Definitions Relating to Bilingualism

There are many definitions of bilingualism, some of them incorrect and based on myth. A person does not, for example, have to speak both languages with equal fluency to be a bilingual. It is very common for bilinguals, even those who have been bilingual since birth, to be somewhat "dominant" in one language. I (Cindy) define bilingualism simply as using two languages on a regular basis. There are other valid definitions of bilingualism, of course; those who are interested in learning more are invited to skip ahead to the Books and Newsletters page and start reading some of the references mentioned there.

bilingual family
Quite simply, a family in which most of the members are bilingual. There are many reasons why a family may choose to be bilingual, and someday they may even be covered on this Web page.

consecutive bilingualism
Learning one language after already knowing another.
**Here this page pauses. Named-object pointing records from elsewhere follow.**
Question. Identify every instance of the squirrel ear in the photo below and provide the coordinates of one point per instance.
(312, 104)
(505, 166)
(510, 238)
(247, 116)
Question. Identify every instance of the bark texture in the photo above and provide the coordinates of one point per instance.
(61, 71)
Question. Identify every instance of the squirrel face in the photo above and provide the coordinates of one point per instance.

This is the situation for all those who become bilingual as adults, as well as for many who became bilingual earlier in life. Sometimes also called successive bilingualism.

simultaneous bilingualism
Learning two languages as "first languages". That is, a person who is a simultaneous bilingual goes from speaking no languages at all directly to speaking two languages. Infants who are exposed to two languages from birth will become simultaneous bilinguals.

receptive bilingualism
Being able to understand two languages but express oneself in only one. This is generally not considered "true" bilingualism but is a fairly common situation worth naming here.

other definitions
Other distinctions are drawn in the literature, for instance between so-called elitist and folk bilingualism, or between compound and coordinate bilingualism. These terms will be further explained on the Politics of Bilingualism page; the controversies connected with them make short definitions inadequate.